Step 3 - MST as a single component

Overall the approach can be summarised as following

  1. Phase 1: Sort Edges by minimum cost first
  2. Phase 2: Build Minimum Spanning Tree
    1. Create an empty graph G
    2. Initiate the graph components, that is, one per node
    3. While there are > 1 graph components remaining
      1. Retrieve edge with the lowest weight (src,dst)
      2. Find component for src, let's say it is src'
      3. Find component for dst, let's say it is dst'
      4. if src' is different to dst' then
        1. Merge dst' into the src' component
        2. Add edge (src,dst) into the graph G

Super Nodes as Components

The SuperNodes struct used to solve the minimum cut algorithm is more or less the right tool in this instance given that the definition of a super node is synonymous to a graph component.
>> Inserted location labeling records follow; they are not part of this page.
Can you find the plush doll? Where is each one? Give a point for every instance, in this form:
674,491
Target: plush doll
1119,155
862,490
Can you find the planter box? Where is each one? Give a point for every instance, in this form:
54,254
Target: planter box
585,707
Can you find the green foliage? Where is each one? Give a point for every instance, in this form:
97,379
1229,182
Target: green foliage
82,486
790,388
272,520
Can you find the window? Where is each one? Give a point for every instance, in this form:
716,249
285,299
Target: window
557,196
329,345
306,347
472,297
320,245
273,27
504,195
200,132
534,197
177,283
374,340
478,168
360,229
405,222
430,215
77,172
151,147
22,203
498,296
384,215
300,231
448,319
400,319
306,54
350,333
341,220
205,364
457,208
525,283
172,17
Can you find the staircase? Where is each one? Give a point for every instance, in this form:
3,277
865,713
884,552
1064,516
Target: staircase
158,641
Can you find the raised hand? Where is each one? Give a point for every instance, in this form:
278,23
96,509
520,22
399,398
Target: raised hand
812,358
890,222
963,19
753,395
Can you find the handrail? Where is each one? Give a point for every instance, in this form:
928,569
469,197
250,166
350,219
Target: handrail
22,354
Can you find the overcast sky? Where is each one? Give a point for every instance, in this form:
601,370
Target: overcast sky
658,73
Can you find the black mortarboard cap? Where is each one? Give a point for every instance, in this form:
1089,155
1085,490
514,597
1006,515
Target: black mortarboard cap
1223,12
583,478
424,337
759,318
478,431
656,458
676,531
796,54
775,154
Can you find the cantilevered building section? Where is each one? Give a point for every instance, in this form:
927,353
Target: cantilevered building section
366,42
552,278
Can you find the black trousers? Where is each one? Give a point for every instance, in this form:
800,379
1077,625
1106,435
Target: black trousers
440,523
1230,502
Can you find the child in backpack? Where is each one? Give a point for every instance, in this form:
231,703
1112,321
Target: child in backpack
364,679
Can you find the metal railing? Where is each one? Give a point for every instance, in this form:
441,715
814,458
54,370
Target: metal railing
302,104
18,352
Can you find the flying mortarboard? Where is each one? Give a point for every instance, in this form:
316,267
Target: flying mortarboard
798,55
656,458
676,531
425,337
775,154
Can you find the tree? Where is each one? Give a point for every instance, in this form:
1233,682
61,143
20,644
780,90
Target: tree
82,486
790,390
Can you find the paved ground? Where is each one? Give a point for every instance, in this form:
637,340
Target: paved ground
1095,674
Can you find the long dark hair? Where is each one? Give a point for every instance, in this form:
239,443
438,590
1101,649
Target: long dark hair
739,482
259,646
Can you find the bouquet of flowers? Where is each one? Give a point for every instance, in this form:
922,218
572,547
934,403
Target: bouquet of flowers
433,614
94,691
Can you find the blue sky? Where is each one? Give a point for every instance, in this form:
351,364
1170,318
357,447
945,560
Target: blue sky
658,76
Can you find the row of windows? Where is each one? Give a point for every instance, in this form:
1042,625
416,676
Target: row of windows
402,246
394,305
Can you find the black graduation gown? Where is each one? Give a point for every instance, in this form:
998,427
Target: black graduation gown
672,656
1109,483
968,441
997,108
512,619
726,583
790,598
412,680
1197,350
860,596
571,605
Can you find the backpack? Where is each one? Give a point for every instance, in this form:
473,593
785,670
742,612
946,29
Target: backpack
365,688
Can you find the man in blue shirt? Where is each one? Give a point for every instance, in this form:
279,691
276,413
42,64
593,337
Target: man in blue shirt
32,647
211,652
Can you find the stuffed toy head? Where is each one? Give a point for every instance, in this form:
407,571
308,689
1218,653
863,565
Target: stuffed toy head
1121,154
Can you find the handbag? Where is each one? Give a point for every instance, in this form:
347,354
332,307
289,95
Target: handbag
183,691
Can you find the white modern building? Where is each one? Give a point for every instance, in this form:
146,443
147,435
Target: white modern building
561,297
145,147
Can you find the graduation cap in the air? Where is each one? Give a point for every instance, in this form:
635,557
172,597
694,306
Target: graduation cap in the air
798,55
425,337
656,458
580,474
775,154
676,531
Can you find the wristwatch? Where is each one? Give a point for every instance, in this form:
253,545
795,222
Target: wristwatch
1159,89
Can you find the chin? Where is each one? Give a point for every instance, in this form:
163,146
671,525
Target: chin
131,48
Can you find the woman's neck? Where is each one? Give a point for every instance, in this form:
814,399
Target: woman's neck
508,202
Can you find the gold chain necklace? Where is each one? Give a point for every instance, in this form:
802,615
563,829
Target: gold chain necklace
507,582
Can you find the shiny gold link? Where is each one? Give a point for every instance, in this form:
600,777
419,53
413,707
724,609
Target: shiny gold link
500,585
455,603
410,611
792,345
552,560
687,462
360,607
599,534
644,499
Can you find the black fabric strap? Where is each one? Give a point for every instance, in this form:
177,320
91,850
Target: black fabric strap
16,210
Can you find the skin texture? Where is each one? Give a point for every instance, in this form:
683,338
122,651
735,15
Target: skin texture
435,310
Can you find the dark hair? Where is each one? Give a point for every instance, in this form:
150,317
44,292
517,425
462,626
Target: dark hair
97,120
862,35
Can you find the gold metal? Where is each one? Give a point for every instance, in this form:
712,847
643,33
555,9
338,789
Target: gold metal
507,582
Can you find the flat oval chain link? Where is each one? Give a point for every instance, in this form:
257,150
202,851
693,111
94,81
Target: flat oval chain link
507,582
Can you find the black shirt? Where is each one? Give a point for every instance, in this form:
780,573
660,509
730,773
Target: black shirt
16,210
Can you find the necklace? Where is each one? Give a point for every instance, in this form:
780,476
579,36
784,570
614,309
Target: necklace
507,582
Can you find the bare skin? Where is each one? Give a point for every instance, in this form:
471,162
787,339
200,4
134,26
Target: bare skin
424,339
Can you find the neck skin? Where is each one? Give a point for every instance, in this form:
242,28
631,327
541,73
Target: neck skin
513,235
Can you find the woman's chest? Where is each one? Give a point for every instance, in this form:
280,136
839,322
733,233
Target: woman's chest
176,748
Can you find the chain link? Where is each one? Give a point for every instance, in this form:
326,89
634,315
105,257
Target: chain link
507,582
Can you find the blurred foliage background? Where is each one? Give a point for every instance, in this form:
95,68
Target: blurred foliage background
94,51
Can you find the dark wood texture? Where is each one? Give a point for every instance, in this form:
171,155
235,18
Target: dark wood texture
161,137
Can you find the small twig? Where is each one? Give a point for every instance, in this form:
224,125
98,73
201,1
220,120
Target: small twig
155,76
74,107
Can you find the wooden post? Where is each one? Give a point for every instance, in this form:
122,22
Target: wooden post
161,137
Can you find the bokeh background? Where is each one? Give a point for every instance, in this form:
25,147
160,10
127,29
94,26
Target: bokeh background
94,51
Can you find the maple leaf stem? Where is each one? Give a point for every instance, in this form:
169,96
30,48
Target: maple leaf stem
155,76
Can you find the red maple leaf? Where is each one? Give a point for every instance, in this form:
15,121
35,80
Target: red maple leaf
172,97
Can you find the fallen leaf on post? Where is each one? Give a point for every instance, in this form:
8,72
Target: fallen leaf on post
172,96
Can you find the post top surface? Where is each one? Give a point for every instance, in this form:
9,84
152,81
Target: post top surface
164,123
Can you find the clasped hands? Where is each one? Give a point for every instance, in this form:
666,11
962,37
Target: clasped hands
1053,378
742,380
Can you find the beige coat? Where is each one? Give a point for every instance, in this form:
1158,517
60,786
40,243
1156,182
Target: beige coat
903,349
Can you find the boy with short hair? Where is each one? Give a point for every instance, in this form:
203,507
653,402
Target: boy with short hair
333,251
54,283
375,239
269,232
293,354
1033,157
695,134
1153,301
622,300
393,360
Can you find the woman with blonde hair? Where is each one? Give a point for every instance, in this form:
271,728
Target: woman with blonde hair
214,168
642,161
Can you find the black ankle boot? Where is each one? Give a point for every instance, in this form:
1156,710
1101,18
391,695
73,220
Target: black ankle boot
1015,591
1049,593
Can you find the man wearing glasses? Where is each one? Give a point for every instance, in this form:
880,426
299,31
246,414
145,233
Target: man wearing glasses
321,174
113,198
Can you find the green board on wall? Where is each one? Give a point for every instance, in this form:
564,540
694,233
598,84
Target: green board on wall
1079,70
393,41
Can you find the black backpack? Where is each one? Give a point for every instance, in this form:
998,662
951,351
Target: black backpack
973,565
The SuperNodes structure, provides us with the

  • merging of two super node components into a super node
    • finding of the super node component that a given node belongs to
#[derive(Debug)]
/// Helper Structure that holds the `set` of merged nodes under a super node `key`
/// The HashMap therefore is used as [Key:Super Node, Value: Set of Merged Nodes]
/// A super node's set is a `Graph Component` in itself, that is, you can visit a Node from any other Node within the set
pub struct SuperNodes {
    super_nodes:HashMap<Node,HashSet<Node>>
}
impl Clone for SuperNodes {
    fn clone(&self) -> Self {
        SuperNodes { super_nodes: self.super_nodes.clone() }
    }
}
impl SuperNodes {
    /// Total size of `Graph Components`, that is, super nodes
    pub fn len(&self) -> usize { self.super_nodes.len() }
    /// Given an Graph node, the function returns the Super Node that it belongs
    /// for example given the super node [Key:1, Set:{1,2,3,4,5}]
    /// querying for node `3` will return `1` as its super node
    pub fn find_supernode(&self, node: &Node) -> Node {
        // is this a super node ?
        if self.contains_supernode(node) {
            // if yes, just return it
            *node
        } else {
            // otherwise find its super node and return it
            // get an Iterator for searching each super node
            let mut sets = self.super_nodes.iter();
            loop {
                // If next returns [Super Node, Node Set] proceed otherwise exist with None
                let Some((&src, set)) = sets.next() else { break None };
                // Is the queried Node in the set ?
                if set.contains(node) {
                    // yes, return the super node
                    break Some(src)
                }
            }.unwrap_or_else(|| panic!("find_supernode(): Unexpected error, cannot find super node for {node}"))
        }
    }
    /// Returns the graph component, aka `set` of nodes, for a given super node `key`,
    /// otherwise `None` if it doesn't exist
    pub fn contains_supernode(&self, node: &Node) -> bool {
        self.super_nodes.contains_key(node)
    }
    /// The function takes two super nodes and merges them into one
    /// The `dst` super node is merged onto the `src` super node
    pub fn merge_nodes(&mut self, src:Node, dst:Node) -> &mut HashSet<Node> {
        // remove both nodes that form the random edge and
        // hold onto the incoming/outgoing edges
        let super_src = self.super_nodes.remove(&src).unwrap();
        let super_dst = self.super_nodes.remove(&dst).unwrap();

        // combine the incoming/outgoing edges for attaching onto the new super-node
        let super_node = super_src.union(&super_dst).copied().collect::<HashSet<Node>>();
        // re-insert the src node as the new super-node and attach the resulting union
        self.super_nodes.entry(src).or_insert(super_node)
    }
    /// Provides an iterator that yields the Node Set of each super node
    pub fn iter(&self) -> SuperNodeIter {
        SuperNodeIter { iter: self.super_nodes.iter() }
    }
}
/// Ability for SuperNode struct to use indexing for search
/// e.g super_node[3] will return the HashSet corresponding to key `3`
impl Index<Node> for SuperNodes {
    type Output = HashSet<Node>;
    fn index(&self, index: Node) -> &Self::Output {
        &self.super_nodes[&index]
    }
}

/// HashNode Iterator structure
pub struct SuperNodeIter<'a> {
    iter: hash_map::Iter<'a, Node, HashSet<Node>>
}

/// HashNode Iterator implementation yields a HashSet at a time
impl<'a> Iterator for SuperNodeIter<'a> {
    type Item = &'a HashSet<Node>;

    fn next(&mut self) -> Option<Self::Item> {
        if let Some(super_node) = self.iter.next() {
            Some(super_node.1)
        } else { None }
    }
}

BinaryHeap for edge Ordering

To provide an ordered edge list we use the BinaryHeap collection that uses the edge's weight as the prioritisation key. The following Step implementation provide us with the desirable result.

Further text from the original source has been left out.